Worship is about honoring God who is worthy of praise and thanksgiving. To worship means we recognize the object as deserving of praise. Worship is tied to biblical truth (John 4:24; Col 3:16), is practiced individually (Jam 5:13), corporately (1 Cor 14:26), and does not depend on circumstances, as Paul and Silas worshipped while in jail (Acts 16:25). Giving finances to support God’s work is also an expression of worship (1 Ch 29:8-16). David spoke of the heart of giving, saying, “I know, O my God, that You try the heart and delight in uprightness, I, in the integrity of my heart, have willingly offered all these things; so now with joy I have seen Your people, who are present here, make their offerings willingly to You” (1 Ch 29:17). Paul said, “Each one must do just as he has purposed in his heart, not grudgingly or under compulsion, for God loves a cheerful giver” (2 Cor 9:7).
Demons seek to get people to worship anything other than God, which is idolatry. Idolatry is thievery because it steals from God the glory that is due Him. Some people even worship demons (Lev 17:7; Deut 32:17; Psa 106:36-38; 1 Cor 10:20; Rev 9:20). Sinful people worship the creation rather than God. Paul wrote of unbelievers, saying, “For they exchanged the truth of God for a lie, and worshiped and served the creature rather than the Creator, who is blessed forever” (Rom 1:25). During the seven-year Tribulation, unbelievers will worship the Antichrist. John wrote, “All who dwell on the earth will worship him, everyone whose name has not been written from the foundation of the world in the book of life of the Lamb who has been slain” (Rev 13:8).
Sometimes God’s people fail in their worship, both personally and corporately. Aaron failed when he led the Israelites to worship the golden calf (Ex 32:1-8). The bronze serpent that Moses made as an object of healing in ancient Israel (Num 21:9), later became an object of worship and was destroyed by King Hezekiah (2 Ki 18:4). Gideon, after he served the Lord, made an ephod of gold, which became an object of worship in ancient Israel (Judg 8:27). Solomon, in his old age, turned away from the Lord and worshipped idols and set up places of idol worship for others (1 Ki 11:4-8). The apostle John twice worshipped an angel and was rebuked for it (Rev 19:10; 22:8-9). John also warned Christians to be on guard against idolatry, saying, “Little children, guard yourselves from idols” (1 John 5:21).

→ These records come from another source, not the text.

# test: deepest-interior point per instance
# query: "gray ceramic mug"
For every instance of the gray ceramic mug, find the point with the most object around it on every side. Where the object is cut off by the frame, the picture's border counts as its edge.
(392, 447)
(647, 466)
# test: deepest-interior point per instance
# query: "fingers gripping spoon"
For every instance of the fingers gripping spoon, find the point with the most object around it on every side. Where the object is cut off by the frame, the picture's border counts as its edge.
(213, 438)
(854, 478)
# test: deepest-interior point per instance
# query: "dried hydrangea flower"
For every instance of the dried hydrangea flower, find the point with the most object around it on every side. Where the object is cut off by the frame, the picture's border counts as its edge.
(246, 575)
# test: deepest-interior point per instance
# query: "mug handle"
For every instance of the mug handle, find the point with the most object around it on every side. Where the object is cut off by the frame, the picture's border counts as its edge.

Jesus is God (John 1:1, 14, 18; 20:28; Heb 1:8), and as God, He received worship from angels (Heb 1:6), the Magi (Matt 2:11), a man healed of blindness (John 9:38), and several times by His disciples (Matt 14:33; 28:9, 17). In the Gospel of John, Jesus spoke of worship, saying, “God is spirit, and those who worship Him must worship in spirit and truth” (John 4:24). To worship God in spirit means: 1) it’s connected with the Holy Spirit (Eph 5:18-20), and 2) is tied to the believer, where the Holy Spirit resides (1 Cor 3:16). To worship God in truth means: 1) it is genuine and not fake (Matt 15:8-9), and 2) it is tied to divine revelation (Col 3:16). Though other reasons might be given, there are at least five biblical reasons why God’s people worship Him.
We worship God because of His deliverance. Moses said, “I will sing to the LORD, for He is highly exalted; the horse and its rider He has hurled into the sea. The LORD is my strength and song, and He has become my salvation; this is my God, and I will praise Him; my father’s God, and I will extol Him” (Ex 15:1-2).
We worship God because He is good and loving. David said, “O give thanks to the LORD, for He is good; for His lovingkindness is everlasting” (1 Ch 16:34).
We worship God for His strength and protection. David said, “The LORD is my strength and my shield; my heart trusts in Him, and I am helped; therefore my heart exults, and with my song I shall thank Him” (Psa 28:7).
We worship God because He created everything. The twenty-four elders in, Revelation chapter four, worship God, saying, “Worthy are You, our Lord and our God, to receive glory and honor and power; for You created all things, and because of Your will they existed, and were created” (Rev 4:11).
We worship Jesus because of His redeeming work on the cross. The twenty-four elders in Revelation chapter five worship Jesus, saying, “Worthy are You to take the book and to break its seals; for You were slain, and purchased for God with Your blood men from every tribe and tongue and people and nation” (Rev 5:9).